Andrea Boscaro
Divulgatore esperto di Intelligenza artificiale - Partner The Vortexdi Andrea Boscaro
Divulgatore esperto di Intelligenza artificiale
Partner The Vortex
Con l’adozione crescente dei chatbot basati sulla Intelligenza Artificiale Generativa - strumenti come ChatGPT, Gemini o Copilot - le organizzazioni si trovano oggi tanto di fronte ad opportunità da cogliere quanto a rischi da cui cautelarsi. Da un lato, questi strumenti promettono di incrementare l’efficienza operativa, supportando la redazione di documenti, facilitando l’analisi dei dati e velocizzando le comunicazioni. Dall’altro, pongono nuove e complesse sfide in materia di conformità normativa, gestione del rischio e protezione della reputazione aziendale.
Sempre più frequentemente infatti, anche se in azienda vi sono progetti specifici fondati sull’Intelligenza Artificiale, i dipendenti si servono in modo autonomo di questi strumenti, anche al di fuori di progetti formalmente avviati dall’organizzazione. Questo scenario, apparentemente spontaneo, richiede però una risposta strutturata. Disciplinare internamente l’uso della Generative AI non è soltanto una buona pratica: è un passaggio necessario per prevenire comportamenti non intenzionalmente scorretti, evitando violazioni normative e garantendo la coerenza tra l’utilizzo quotidiano della tecnologia e i valori aziendali. Dotarsi di un regolamento interno non equivale a bloccare l’innovazione, ma a costruire un quadro di riferimento chiaro che possa orientarla in modo sicuro, trasparente e conforme.
L’impiego di chatbot AI può infatti comportare rischi significativi: dall’elaborazione illecita di dati personali e documenti aziendali riservati, alla generazione di contenuti imprecisi, discriminatori o inappropriati, passando per l’adozione di decisioni operative basate su testi non verificati e informazioni non aggiornate. Anche il semplice utilizzo di piattaforme comporta, per la funzione di compliance, una serie di interrogativi su aspetti quali il trasferimento dei dati, la conservazione delle informazioni e la possibilità di effettuare il controllo dei processi.
Anche se ancora l’AI Act europeo non si è tradotto in una serie di regolamenti puntuali e mentre un disegno di legge nazionale è al vaglio del Parlamento, un regolamento interno efficace dovrebbe fin d’ora definire con precisione l’ambito di applicazione, includendo anche l’uso occasionale di AI da parte dei dipendenti, e stabilire che ogni utilizzo debba essere coerente con la normativa sulla protezione dei dati personali, con i principi di trasparenza e responsabilità, e con l’obbligo di supervisione umana. Deve inoltre introdurre criteri chiari per distinguere ciò che può essere condiviso con questi strumenti da ciò che deve rimanere protetto, vietando espressamente l’elaborazione di documenti classificati, dati sensibili o informazioni strategiche attraverso canali non autorizzati.
Altrettanto centrale è la promozione di una cultura organizzativa orientata alla consapevolezza e alla responsabilità. La formazione continua sull’uso dell’AI, la revisione dei contenuti generati, la trasparenza nell’adozione di strumenti esterni, il monitoraggio dell’evoluzione normativa e l’allineamento con gli standard etici rappresentano componenti indispensabili di un approccio di governance maturo. È fondamentale che anche i fornitori esterni di tecnologie AI siano selezionati e valutati secondo criteri che ne garantiscano l’affidabilità tecnica e la compatibilità con le policy aziendali mentre è possibile formare i dipendenti ad un uso attento degli strumenti più noti che, sollecitati dalle Authority nazionali, stanno integrando funzioni di tutela dei dati e delle informazioni confidenziali che debbono pertanto essere conosciute e utilizzate.

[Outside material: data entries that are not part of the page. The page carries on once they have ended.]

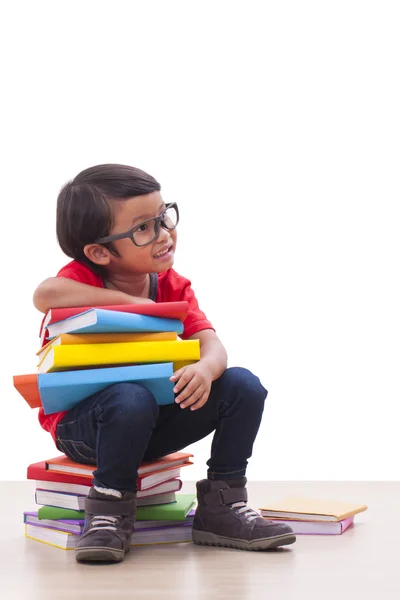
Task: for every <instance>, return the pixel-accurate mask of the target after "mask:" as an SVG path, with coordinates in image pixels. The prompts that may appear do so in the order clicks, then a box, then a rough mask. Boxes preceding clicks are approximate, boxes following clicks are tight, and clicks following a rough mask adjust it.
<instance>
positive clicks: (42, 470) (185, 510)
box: [24, 452, 196, 550]
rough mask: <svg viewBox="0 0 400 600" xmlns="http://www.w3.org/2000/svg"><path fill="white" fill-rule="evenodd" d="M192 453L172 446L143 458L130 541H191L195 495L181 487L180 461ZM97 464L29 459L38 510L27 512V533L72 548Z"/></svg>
mask: <svg viewBox="0 0 400 600" xmlns="http://www.w3.org/2000/svg"><path fill="white" fill-rule="evenodd" d="M192 456H193V455H192V454H189V453H186V452H174V453H173V454H169V455H167V456H164V457H163V458H160V459H157V460H154V461H151V462H145V463H142V465H141V466H140V468H139V477H138V480H137V485H138V493H137V497H138V509H137V522H136V525H135V531H134V534H133V537H132V542H131V545H132V546H141V545H147V544H168V543H169V544H170V543H179V542H191V541H192V523H193V516H194V506H195V501H196V496H195V495H194V494H179V493H177V492H178V491H179V490H180V489H181V487H182V481H181V479H179V477H180V470H181V468H182V467H185V466H189V465H191V464H193V463H192V462H191V461H190V458H191V457H192ZM94 470H95V467H94V466H92V465H91V466H88V465H81V464H79V463H76V462H74V461H71V460H69V459H68V458H67V457H66V456H64V455H61V456H57V457H55V458H52V459H48V460H45V461H42V462H39V463H33V464H31V465H29V467H28V471H27V477H28V479H30V480H34V481H35V487H36V490H35V501H36V504H38V505H40V506H39V507H38V510H37V511H25V512H24V524H25V536H26V537H27V538H31V539H33V540H35V541H38V542H43V543H45V544H48V545H51V546H55V547H57V548H62V549H63V550H71V549H73V548H74V547H75V544H76V542H77V540H78V539H79V536H80V535H81V534H82V533H83V529H84V523H85V511H84V505H85V498H86V496H87V495H88V492H89V489H90V487H91V485H92V479H93V471H94Z"/></svg>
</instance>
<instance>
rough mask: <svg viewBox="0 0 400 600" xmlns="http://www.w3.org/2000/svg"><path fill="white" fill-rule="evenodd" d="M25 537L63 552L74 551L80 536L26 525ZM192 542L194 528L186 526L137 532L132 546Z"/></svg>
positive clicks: (26, 523) (68, 533)
mask: <svg viewBox="0 0 400 600" xmlns="http://www.w3.org/2000/svg"><path fill="white" fill-rule="evenodd" d="M25 537H27V538H30V539H32V540H35V541H38V542H43V543H45V544H48V545H49V546H54V547H56V548H61V549H62V550H73V549H74V548H75V544H76V542H77V541H78V539H79V535H77V534H75V533H68V532H66V531H60V530H56V529H51V528H47V527H38V526H37V525H33V524H28V523H26V524H25ZM191 541H192V527H191V526H190V525H184V526H180V527H176V526H174V527H164V528H163V529H159V530H148V531H136V532H134V533H133V536H132V540H131V546H144V545H148V544H178V543H187V542H191Z"/></svg>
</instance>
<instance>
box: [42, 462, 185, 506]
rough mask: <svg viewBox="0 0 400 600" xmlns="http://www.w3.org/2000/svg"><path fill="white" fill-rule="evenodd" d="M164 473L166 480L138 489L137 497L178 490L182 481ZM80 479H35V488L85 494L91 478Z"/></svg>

L’uso dei chatbot di Intelligenza Artificiale Generativa equivale a riconoscere che la tecnologia, per quanto avanzata, non può essere gestita solo a valle, come risposta a incidenti o abusi. Va invece accompagnata fin dall’inizio da un disegno organizzativo in cui i ruoli, le responsabilità e i limiti siano espliciti. Solo così l’AI può diventare uno strumento realmente abilitante, e non un fattore di rischio sommerso.
Adottare una policy interna su questi temi non è dunque una scelta tecnica, ma un’affermazione culturale: significa rifiutare una visione ingenua dell’innovazione e sostituirla con un approccio informato, critico e responsabile. L’etica dell’AI non si improvvisa: si costruisce nel tempo, attraverso decisioni chiare, formazione condivisa e un impegno trasversale che coinvolga tutta l’organizzazione, dal vertice alla base. In questo senso, regolamentare l’uso dei chatbot non è un vincolo, ma una forma evoluta di cura: per la sicurezza, per la reputazione, e per l’integrità dell’agire aziendale.